Em Outubro de 2016 publiquei na revista "Vale Mais" um artigo sobre as consequências dos incêndios florestais. Procurei sintetizar e expor de forma clara e objectiva as implicações deste flagelo na vida das pessoas. Hoje, mais que nunca, o artigo parece-me actual.
Neste número da revista Vale Mais não podia deixar de reflectir sobre o drama recorrente dos incêndios florestais. Durante o verão que agora finda (2016), Portugal foi fustigado por inúmeros fogos de grandes dimensões, que destruíram uma parte significativa do seu espaço rural e até de núcleos populacionais como o caso do Funchal.
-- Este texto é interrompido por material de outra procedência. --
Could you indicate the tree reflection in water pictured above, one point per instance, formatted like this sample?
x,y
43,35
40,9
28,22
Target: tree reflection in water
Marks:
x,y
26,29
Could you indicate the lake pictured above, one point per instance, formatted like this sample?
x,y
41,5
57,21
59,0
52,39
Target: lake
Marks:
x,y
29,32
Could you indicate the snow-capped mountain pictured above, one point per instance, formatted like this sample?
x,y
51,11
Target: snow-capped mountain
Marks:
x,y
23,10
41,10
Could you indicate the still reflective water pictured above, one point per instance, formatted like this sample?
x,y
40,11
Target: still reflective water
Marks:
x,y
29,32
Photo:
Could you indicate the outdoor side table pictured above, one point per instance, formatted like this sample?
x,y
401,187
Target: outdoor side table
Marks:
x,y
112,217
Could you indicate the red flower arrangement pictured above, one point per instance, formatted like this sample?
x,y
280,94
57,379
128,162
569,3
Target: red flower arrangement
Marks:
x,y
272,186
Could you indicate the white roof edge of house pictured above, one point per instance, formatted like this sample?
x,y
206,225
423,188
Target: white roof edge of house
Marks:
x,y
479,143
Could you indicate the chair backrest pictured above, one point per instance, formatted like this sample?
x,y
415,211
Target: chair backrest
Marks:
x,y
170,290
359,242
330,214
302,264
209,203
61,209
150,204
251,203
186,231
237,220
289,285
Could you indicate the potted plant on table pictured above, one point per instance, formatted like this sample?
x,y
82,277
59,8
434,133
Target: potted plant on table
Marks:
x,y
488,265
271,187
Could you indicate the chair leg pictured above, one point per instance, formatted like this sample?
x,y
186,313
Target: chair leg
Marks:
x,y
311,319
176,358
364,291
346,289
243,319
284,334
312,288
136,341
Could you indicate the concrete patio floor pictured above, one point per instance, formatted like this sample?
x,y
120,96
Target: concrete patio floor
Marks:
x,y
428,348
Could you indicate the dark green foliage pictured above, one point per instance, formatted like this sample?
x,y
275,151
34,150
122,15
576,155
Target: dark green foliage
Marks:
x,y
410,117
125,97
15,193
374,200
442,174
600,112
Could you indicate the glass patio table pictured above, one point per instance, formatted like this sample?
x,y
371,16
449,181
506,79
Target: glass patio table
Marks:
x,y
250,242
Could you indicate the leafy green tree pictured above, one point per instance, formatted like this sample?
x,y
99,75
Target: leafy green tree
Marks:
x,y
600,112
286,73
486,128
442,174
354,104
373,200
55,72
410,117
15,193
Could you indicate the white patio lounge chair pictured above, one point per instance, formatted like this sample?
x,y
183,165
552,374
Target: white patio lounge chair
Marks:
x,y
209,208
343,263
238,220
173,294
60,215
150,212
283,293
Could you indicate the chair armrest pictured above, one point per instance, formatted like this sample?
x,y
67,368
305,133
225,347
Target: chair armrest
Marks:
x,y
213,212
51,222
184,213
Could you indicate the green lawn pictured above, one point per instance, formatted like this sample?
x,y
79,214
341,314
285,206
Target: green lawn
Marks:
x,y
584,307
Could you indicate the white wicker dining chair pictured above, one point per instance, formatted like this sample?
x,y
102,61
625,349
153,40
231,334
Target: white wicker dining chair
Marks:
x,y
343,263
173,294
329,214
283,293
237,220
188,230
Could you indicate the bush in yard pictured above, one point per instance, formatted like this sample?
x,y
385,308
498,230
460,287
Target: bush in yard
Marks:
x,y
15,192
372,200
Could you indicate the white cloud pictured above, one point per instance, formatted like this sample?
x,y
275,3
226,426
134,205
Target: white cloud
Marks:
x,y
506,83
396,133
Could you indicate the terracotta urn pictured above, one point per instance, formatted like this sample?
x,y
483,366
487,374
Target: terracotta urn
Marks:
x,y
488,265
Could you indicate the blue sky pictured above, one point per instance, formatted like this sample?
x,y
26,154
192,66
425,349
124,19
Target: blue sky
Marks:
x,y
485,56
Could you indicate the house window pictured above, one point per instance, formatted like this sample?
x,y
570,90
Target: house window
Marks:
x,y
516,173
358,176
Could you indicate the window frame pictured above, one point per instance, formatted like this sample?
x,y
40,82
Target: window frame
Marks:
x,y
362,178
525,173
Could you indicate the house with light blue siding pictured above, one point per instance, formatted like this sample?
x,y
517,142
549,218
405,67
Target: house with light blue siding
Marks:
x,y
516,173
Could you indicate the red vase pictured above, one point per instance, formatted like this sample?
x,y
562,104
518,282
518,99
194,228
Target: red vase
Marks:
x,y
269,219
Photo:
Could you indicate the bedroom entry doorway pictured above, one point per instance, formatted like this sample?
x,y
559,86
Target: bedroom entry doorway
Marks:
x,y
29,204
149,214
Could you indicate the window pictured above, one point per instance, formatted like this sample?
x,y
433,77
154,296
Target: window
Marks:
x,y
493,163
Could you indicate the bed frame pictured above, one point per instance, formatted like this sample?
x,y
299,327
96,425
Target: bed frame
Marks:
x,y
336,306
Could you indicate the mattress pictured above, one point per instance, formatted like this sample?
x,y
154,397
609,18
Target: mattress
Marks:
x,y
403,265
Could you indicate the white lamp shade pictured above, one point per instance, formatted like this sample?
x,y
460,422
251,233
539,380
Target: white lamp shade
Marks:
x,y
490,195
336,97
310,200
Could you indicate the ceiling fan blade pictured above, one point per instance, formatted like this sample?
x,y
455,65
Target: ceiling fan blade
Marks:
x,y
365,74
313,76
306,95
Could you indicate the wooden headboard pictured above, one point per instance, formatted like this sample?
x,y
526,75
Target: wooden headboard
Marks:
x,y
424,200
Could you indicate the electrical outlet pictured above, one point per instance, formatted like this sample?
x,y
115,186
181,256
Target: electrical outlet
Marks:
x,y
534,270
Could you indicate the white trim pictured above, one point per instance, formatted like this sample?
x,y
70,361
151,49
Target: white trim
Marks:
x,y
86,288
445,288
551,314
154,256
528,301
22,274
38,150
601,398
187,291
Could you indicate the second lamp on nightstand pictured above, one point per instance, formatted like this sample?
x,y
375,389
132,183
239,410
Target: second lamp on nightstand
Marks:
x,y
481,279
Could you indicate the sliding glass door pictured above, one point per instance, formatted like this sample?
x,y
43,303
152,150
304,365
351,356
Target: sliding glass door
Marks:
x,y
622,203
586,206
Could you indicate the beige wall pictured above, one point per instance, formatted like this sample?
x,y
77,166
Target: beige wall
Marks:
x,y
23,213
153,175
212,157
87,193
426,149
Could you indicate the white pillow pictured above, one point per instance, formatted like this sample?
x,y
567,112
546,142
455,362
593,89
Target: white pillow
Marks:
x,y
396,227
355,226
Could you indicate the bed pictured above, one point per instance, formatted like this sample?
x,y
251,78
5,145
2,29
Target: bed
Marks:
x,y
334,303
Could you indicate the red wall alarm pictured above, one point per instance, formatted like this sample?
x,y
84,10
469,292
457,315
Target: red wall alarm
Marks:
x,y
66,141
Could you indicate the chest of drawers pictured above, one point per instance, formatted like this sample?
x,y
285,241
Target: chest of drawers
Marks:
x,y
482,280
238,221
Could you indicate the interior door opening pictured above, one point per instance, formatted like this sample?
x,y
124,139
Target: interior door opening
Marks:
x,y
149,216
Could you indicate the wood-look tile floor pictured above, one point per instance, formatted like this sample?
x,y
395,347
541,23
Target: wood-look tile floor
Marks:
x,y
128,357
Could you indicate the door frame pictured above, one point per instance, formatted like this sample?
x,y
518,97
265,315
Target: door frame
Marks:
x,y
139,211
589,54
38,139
Isto repete-se todos os anos, com maior ou menor dimensão, dependendo de factores tão imprevisíveis como o vento, a humidade, a temperatura ou a quantidade de material combustível presente no solo.
Parece ser consensual que a maioria esmagadora das ignições é de origem humana, algumas por negligência, muitas intencionais. E a justiça entra na dança, prende, solta, volta a prender e os incendiários continuam por aí, geralmente conotados com o alcoolismo ou demência, sem se averiguar verdadeiramente as motivações e quem lucra de forma directa ou indirecta com esta calamidade.
O que é certo, é que a madeira queimada continua a vender-se ao preço da “uva mijona” e um sector como a silvicultura, que em Portugal tem um potencial avaliado em vários milhares de milhões de euros, com capacidade de gerar muitos milhares de postos de trabalho, continua a ser encarado como o parente pobre da economia, gastador de recursos e fomentador de canseiras e perigos.
Vejamos, de forma resumida, as consequências dos incêndios florestais e os impactos que causam na natureza e na sociedade:
- Depreciação cénica na paisagem
O impacto visual após um incêndio florestal é terrível;
- Morte de plantas
É o efeito mais visível e causa os mesmos problemas da desflorestação massiva;
- Perdas humanas
Quase todos os anos há a lamentar a perda de vidas humanas ou ferimentos mais ou menos graves, sejam de populações ou de bombeiros;
- Destruição de bens materiais
Aspecto cada vez mais mediatizado com as perdas de habitações, equipamentos e culturas agrícolas;
- Quebra de receitas para o turismo
Facilmente se percebe das consequências dos incêndios no turismo de natureza;
- Perda de material lenhoso
A floresta é uma fonte de receita por parte dos seus proprietários. Após a passagem de um incêndio o valor comercial do material lenhoso desce consideravelmente, perdendo mesmo, em algumas situações, todo o seu valor;
- Perda de receita proveniente da resinagem
É uma actividade que estava a renascer, após longos anos de inactividade que sofre um duro golpe na área de pinhal;
- Destruição de apiários
Quer a destruição das colmeias, quer a destruição dos locais de alimentação das abelhas, representam uma quebra de produtividade na apicultura e uma diminuição da acção de polinização das abelhas nas plantas silvestres;
- Perda de biodiversidade
Toda a fauna e flora de uma área ardida é gravemente afectada e dependendo da intensidade, existem plantas e animais que, no limite, se extinguem.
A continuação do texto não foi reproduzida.